Thank you for taking an interest in my work.
You know how some people must have their nightly tea and read a chapter of their book to believe everything is right with the world? I feel that way about creativity. I’m pretty sure I got a 2.8 GPA in high school because I wrote too much instead of doing any homework at all.
When I was a sophomore in college, I took a fiction writing workshop. One student was super anxious to share his story, and it turned out to be one of my favorites. That sparked my desire to encourage young people to feel empowered by their voice. I was also impressed by an instructor-created writing journal with wacky illustrations and quirky prompts that got under-prepared students interested in writing by — to put it frankly — having fun.
Digital storytelling is my favorite creative thing because it’s fun.

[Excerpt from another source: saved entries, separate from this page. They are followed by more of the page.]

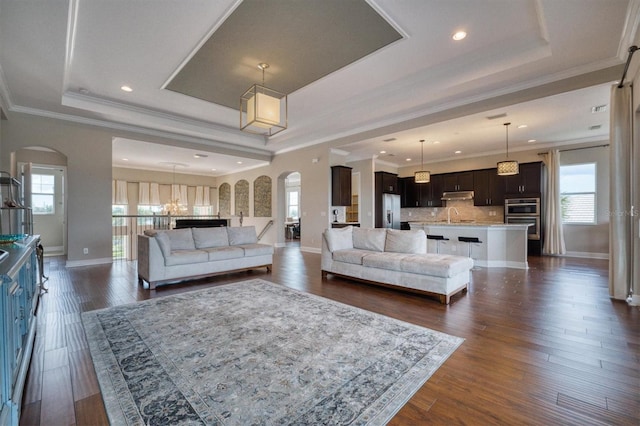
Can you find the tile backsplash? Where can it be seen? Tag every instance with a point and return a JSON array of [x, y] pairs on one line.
[[467, 213]]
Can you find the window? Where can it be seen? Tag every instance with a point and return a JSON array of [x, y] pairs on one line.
[[293, 202], [43, 194], [578, 193], [203, 210]]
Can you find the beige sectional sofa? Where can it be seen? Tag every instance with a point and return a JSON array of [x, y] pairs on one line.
[[395, 258], [180, 254]]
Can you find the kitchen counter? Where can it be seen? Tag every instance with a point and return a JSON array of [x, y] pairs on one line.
[[503, 245]]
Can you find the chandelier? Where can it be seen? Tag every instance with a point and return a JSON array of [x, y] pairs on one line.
[[508, 167], [422, 176], [263, 110]]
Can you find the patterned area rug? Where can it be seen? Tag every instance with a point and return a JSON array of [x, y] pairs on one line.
[[254, 353]]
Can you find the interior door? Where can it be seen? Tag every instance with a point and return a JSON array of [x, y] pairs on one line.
[[48, 205]]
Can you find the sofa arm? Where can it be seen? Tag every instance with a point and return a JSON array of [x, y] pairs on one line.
[[150, 260]]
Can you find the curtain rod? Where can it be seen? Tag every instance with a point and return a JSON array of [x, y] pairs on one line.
[[577, 149], [632, 49]]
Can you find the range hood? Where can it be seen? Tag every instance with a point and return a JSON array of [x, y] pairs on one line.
[[457, 196]]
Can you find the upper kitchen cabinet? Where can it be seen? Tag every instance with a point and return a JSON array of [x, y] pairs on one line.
[[527, 183], [340, 186], [387, 182], [459, 181], [488, 188]]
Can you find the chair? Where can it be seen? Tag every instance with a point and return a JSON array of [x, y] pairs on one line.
[[437, 238]]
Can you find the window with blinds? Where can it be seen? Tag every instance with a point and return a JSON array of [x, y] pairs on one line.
[[578, 193]]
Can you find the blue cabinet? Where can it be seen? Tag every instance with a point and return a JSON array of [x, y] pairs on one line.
[[19, 293]]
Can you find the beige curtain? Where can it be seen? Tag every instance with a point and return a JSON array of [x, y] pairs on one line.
[[554, 235], [202, 196], [179, 193], [620, 226], [119, 192]]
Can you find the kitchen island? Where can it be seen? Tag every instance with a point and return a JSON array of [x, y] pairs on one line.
[[502, 245]]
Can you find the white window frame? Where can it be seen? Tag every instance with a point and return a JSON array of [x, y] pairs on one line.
[[594, 193], [52, 194]]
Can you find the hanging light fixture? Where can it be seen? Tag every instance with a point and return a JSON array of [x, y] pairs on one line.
[[508, 167], [422, 176], [263, 111]]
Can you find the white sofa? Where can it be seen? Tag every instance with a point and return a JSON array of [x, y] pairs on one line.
[[395, 258], [179, 254]]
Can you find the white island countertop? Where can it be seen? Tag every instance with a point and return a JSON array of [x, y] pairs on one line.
[[502, 245]]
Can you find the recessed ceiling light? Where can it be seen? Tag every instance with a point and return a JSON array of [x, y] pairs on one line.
[[459, 35]]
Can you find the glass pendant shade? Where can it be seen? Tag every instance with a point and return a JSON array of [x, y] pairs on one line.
[[422, 176], [508, 168], [263, 111]]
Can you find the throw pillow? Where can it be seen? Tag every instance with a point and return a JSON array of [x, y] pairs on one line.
[[242, 235], [339, 238], [181, 239], [164, 242], [369, 239], [413, 241], [210, 237]]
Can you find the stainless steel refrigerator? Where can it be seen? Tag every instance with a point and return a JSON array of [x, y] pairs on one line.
[[391, 211]]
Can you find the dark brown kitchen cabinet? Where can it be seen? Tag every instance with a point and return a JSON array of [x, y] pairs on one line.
[[387, 182], [459, 181], [340, 186], [527, 183], [488, 188]]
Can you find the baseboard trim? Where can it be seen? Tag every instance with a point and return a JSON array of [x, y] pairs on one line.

I believe the most meaningful stories (to a person) work to form our identity. For most of my life, I called myself a victim; negative emotions overpowered me, which led to volatile behavior, burned bridges, friends lost. Digital storytelling is a fun way to practice what I’m learning in CBT/ACT by being mindful in the moment, maybe by finding the right angle to film loose cassette tape flying across the sidewalk or filming the wave of cream pouring into coffee in slow motion. By slowing down, I notice simple things that — with some creative twists — can mean a whole lot. Dialogue, shot angles, lighting, sound effects — so many pieces affect the reception of the image, similar to the many stories we carry about ourselves and others.
What is true for me may not be the same for another person, or even for me at another point in time. Through metaphor, paradox, and re-contextualization, we decide what really matters. I think that is why storytelling is so important. We use tools to create meaning. Our stories are powerful. That is pretty neat.